With 98% of companies planning to deploy even more AI agents within the next 12 months, per SailPoint's cited research, the governance burden will grow faster than most IAM teams can manually review. That means lifecycle, change, and access controls have to move from periodic governance to continuous control enforcement.
For practitioners, the strategic shift is to treat agent governance as a cross-domain identity programme rather than a niche AI policy exercise. The right operating model joins inventory, approval, review, and offboarding into one chain of control, which is closer to OWASP NHI Top 10 thinking than classic application security.
For practitioners
- Implement unified NHI inventory discovery Create a single inventory for service accounts, bots, machine identities, and AI agents so ownership, purpose, and access scope are visible in one place.

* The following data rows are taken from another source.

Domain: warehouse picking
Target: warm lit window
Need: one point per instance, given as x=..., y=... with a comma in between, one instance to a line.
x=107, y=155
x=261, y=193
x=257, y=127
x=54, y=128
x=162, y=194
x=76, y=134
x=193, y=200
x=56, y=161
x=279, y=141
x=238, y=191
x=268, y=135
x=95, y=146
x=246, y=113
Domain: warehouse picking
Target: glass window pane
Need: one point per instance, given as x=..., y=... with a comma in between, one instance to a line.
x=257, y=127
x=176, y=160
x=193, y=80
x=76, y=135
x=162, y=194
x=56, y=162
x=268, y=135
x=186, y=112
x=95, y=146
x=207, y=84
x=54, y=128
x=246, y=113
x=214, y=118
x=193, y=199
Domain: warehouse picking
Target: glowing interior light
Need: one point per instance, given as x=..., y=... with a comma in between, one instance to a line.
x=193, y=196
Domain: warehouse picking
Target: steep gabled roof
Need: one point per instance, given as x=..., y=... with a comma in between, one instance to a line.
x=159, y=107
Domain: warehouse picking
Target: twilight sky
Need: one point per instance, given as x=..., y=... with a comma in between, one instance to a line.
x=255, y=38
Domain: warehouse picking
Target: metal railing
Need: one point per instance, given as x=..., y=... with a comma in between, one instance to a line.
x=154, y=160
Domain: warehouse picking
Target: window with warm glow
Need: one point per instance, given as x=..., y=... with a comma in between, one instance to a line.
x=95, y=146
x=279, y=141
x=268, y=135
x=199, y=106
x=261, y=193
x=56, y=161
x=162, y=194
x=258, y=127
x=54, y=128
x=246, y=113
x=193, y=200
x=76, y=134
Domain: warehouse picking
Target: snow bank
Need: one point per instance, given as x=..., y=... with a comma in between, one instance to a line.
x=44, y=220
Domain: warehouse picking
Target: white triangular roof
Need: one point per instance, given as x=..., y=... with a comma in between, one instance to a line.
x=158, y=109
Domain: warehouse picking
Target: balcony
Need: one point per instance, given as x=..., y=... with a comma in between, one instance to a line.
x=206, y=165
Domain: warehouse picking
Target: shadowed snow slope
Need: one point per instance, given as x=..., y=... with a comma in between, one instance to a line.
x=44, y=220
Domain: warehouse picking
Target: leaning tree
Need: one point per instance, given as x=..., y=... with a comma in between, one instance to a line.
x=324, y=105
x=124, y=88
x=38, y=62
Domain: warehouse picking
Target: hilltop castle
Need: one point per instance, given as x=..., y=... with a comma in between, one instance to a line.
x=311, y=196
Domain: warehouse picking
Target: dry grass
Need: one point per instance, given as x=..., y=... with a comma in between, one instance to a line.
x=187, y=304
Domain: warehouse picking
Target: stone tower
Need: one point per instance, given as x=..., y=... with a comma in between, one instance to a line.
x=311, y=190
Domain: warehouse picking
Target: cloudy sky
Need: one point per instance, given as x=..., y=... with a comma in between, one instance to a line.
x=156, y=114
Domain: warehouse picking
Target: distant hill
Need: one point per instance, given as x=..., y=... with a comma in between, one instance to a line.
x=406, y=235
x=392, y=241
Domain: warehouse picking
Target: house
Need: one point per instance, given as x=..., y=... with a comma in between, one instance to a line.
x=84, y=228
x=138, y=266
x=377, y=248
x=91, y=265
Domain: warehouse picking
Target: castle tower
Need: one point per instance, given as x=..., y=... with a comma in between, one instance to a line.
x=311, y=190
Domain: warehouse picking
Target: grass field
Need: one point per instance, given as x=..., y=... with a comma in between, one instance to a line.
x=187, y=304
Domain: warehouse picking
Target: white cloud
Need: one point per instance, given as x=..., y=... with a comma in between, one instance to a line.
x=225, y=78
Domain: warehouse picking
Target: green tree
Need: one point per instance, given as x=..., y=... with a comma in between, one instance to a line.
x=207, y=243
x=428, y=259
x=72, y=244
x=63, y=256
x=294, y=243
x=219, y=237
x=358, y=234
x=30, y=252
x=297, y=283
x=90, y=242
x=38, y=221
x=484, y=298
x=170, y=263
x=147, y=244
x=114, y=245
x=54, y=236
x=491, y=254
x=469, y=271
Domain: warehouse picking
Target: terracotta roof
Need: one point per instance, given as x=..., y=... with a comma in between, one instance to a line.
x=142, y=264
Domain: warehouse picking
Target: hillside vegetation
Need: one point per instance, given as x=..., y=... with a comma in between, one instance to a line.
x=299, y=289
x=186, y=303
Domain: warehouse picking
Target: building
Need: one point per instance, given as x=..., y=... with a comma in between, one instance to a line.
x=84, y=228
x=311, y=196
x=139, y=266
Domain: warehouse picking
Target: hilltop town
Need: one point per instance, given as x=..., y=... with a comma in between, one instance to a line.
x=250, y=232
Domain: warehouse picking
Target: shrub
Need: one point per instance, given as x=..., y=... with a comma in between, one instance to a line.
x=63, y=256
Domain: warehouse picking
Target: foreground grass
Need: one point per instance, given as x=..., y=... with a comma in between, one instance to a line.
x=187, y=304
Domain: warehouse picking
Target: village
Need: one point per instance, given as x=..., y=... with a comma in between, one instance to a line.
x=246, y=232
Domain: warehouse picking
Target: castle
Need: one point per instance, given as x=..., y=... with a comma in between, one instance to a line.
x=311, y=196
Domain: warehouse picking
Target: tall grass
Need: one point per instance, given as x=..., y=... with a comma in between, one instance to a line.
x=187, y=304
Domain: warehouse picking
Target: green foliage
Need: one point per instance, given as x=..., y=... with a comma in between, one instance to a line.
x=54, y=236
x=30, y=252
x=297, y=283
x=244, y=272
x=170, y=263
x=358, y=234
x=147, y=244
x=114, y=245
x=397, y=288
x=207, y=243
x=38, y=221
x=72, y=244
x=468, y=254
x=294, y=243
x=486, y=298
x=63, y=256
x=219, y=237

- Extend access reviews to effective agent privileges Review what each agent can actually do across connected systems, not just the permissions attached to the human requester or primary application.
- Add approval gates to agent deployments Require documented review, testing, and business-owner approval before any agent is allowed into a production workflow or regulated process.
- Define offboarding for non-human identities Build a revocation path for agents and service accounts when scope changes, projects end, or the identity is no longer needed.
Key takeaways
- AI agents should be governed as non-human identities because they can hold, inherit, and expand access independently of the human operator.
- Traditional ITGCs fail when identity inventory is incomplete, because effective access can be broader than declared access.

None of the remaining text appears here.